Reporting the case, the News Agency of Nigeria [NAN] wrote:
“The anti-graft agency alleged that Nwobike offered gratification to some judges of the Federal High Court and National Industrial Court in a bid to influence them to act contrary to their official capacities.
“The EFCC also claimed that Nwobike engaged in illegal text messages with four registrars of the Federal High Court in a bid to unduly influence cases he was handling before the judges.
“Nwobike, however, denied all the charges.
“Nwobike, led by his counsel Mr Olawale Akoni (SAN), said he became a legal practitioner and an arbitrator on Dec. 16, 1992.
“I am a SAN, who was sworn in 2010 for the 2009 set; since I was called to the Nigerian Bar in 1992, I have been in uninterrupted legal practice in Lagos and all over the country,” he said.

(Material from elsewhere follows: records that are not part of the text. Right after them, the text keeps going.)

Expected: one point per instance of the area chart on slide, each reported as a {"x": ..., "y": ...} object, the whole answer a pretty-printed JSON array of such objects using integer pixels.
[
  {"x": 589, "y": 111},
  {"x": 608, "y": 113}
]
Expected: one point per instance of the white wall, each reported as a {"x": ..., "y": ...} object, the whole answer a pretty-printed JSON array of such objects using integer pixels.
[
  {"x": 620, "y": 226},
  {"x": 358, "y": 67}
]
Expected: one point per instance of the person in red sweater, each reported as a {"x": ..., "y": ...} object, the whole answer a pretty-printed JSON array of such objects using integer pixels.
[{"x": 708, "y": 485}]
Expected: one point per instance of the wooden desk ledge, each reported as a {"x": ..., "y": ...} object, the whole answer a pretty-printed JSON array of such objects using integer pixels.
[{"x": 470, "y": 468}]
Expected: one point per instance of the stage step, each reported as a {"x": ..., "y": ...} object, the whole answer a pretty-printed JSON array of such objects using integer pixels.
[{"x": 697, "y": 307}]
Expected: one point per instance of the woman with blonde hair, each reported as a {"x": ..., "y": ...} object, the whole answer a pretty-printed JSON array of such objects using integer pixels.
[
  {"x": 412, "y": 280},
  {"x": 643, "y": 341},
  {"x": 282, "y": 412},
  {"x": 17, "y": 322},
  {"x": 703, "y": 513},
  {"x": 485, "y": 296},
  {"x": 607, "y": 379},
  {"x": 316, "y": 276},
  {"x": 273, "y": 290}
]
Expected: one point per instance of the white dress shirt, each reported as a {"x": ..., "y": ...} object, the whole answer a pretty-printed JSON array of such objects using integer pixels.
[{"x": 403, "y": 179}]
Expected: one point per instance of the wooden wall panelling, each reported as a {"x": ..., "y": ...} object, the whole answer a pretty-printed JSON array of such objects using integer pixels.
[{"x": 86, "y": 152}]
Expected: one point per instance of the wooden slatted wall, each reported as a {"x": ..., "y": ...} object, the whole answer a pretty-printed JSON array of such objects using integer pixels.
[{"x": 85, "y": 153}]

“My primary duty as a legal practitioner is to respect the court in conduct either in physical appearances or my processes before the court.

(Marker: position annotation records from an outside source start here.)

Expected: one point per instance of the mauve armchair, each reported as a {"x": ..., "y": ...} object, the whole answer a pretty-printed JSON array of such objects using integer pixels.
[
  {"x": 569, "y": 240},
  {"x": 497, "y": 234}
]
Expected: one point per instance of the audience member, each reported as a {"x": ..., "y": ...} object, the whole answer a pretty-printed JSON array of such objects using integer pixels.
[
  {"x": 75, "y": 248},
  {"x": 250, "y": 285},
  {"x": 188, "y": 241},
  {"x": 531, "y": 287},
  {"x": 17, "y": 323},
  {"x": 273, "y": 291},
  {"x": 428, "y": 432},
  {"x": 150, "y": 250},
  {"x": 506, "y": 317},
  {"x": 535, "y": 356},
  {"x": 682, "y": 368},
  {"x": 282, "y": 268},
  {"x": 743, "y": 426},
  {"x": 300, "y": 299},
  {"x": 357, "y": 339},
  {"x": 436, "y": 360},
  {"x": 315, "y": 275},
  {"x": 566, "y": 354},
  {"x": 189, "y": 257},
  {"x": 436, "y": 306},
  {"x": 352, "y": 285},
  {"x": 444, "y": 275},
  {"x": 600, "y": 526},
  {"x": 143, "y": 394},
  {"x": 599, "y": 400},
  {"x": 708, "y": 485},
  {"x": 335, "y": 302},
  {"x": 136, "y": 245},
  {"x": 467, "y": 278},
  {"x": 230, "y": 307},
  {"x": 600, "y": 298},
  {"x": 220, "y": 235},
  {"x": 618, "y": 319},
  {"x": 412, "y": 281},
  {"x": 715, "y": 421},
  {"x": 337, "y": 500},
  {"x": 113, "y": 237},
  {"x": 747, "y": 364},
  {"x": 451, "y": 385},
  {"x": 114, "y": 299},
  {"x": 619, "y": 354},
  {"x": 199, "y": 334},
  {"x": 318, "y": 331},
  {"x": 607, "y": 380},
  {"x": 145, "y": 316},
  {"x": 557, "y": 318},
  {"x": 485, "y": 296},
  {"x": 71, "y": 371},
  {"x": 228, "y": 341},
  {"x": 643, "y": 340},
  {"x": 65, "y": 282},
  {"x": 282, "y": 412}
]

“Since I was called to the Nigerian Bar, I have never been a respondent to any form of complaint or been a party to any disciplinary proceeding before anybody constituted for that purpose,” he told the court.
NAN continues: “Explaining to the court how he was confronted by the EFCC and the reasons for giving the judge N750,000, Nwobike said: “I recollect that I did a few cases against the EFCC.
“On a particular day, I came back from court and received a phone call from a fellow who described himself an official of the EFCC.
“He introduced himself as Mr Zakari and I recollected that in the past, I had cross-examined him in a case involving my client and the EFCC.
“He (Zakari) said I should come to his office to clarify an issue. I went to the EFCC thinking that the issue has to do with my client and the EFCC.
“Thirty minutes after I arrived at the EFCC office and met him, he showed me a document which I found out was a UBA statement of account of Nwobike and Co.
“He showed me an entry where there was a transfer of the sum of N750,000 from the account of Joseph Nwobike and Co. to the bank account of Justice Mohammed Yinusa.
“Zakari requested that I put in writing the reasons for that transfer.
“In my statement, I said I knew Justice Yinusa for quite a long time back when he was a counsel at the Federal Ministry of Justice and we became friends as lawyers.
“On one occasion, I saw him by chance and he told me that his mother was ill and was undergoing dialysis and he feared that she will die soon and N250,000 was spent daily on her treatment,” he said.
Nwobike added: “I pitied him not as a judge but because he had been my friend for over 19 years. I told him that I had no money on me but I will send money when I had some money.
“He gave me his account details and we parted.
“When I had some money, in my own signature, I transferred N750,000 only for that purpose.
“I saw him again by chance and he told me that his mother was getting better but I later found out that she died because she could not continue with the dialysis.”
NAN concludes: “Nwobike denied giving any other sum apart from the N750,000 he gave to Justice Yinusa and denied discussing any of the cases he was handling before the judge with Yinusa.
“As in practice, I do not discuss cases with judges or persons in authority. I do not discuss matters before, during and after they are heard.
“The money I gave the judge was not to make him refrain from acting in his official capacity.”
“Justice Raliatu Adebiyi adjourned the case until July 3 for continuation of trial,” the report concludes.